Even if the tools are limited to making decisions around release conditions, as is being proposed in California and in Principle 4, they have potential to increase onerous and invasive requirements like electronic monitoring, house arrest and probation reporting. While better than custody for most defendants, judges are likely to default to these types of conditions, or adjust the tools to increase their use. Racial bias from the tools in assigning release conditions is no more acceptable than racial bias in recommending detention.

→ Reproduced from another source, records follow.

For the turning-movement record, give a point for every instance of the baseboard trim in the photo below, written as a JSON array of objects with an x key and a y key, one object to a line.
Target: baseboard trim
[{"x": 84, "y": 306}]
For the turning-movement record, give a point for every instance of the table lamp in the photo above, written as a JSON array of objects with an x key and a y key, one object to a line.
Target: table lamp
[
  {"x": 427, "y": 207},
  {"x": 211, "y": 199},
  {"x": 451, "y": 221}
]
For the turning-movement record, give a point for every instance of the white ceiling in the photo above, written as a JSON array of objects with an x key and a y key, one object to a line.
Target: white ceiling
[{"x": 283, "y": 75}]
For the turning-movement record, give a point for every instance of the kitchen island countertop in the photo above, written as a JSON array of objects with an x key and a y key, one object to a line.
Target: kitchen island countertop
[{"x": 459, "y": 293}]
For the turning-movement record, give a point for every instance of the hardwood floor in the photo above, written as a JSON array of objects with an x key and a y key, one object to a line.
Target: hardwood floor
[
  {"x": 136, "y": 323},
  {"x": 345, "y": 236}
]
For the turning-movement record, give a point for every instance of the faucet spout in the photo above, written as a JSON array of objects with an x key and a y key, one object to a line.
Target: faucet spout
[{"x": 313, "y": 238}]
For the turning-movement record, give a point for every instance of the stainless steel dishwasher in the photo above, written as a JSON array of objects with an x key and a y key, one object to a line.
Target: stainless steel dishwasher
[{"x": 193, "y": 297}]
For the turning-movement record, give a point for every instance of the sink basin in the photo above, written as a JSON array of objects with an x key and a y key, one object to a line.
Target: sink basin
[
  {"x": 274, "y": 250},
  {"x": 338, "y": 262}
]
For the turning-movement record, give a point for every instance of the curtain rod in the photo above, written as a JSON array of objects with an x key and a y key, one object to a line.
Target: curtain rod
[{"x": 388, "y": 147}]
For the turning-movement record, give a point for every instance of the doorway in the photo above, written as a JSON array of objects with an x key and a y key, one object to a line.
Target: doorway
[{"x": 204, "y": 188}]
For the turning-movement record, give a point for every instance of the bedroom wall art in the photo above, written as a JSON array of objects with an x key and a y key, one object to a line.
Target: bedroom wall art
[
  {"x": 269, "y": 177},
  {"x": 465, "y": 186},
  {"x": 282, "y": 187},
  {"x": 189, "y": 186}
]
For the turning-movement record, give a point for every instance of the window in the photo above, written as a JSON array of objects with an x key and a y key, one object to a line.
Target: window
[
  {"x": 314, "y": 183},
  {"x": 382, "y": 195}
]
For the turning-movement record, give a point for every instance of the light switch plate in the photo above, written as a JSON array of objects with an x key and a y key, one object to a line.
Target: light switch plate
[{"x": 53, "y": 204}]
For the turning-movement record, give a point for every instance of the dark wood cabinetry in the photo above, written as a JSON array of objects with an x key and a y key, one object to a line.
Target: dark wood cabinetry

We should adopt solutions to the inequities of money bail system that do not simply replace it with another biased system that may be used to over-supervise or over-incarcerate. As Principle 1 suggests, pretrial detention should be limited to an extremely narrow category of defendants. Legislation should be drafted to create bright line rules defining those narrow categories. In California, Human Rights Watch has recommended limiting the possibility of pretrial detention to those accused of “serious” or “violent” felonies, as defined in the Penal Code. The detention or bail hearing for the small eligible group should have strict standards requiring specific proof of an individualized danger or flight risk, before the court can consider setting any conditions of release or bail. Instead of using profile-based risk assessment tools, courts should assess risk through lengthy, detailed hearings in which the defendant has the resources to present mitigating evidence about their individual circumstances. Detention or release should not be determined by a statistical probability.

Our pretrial detention systems need to be changed. The “8 Principles” provide an excellent framework, except that their proposed limitations on risk assessment tools do not go far enough. Given the many harms that are likely to flow from their use, harms that are foreshadowed in the language of Principle 4 itself, we should oppose use of these tools entirely.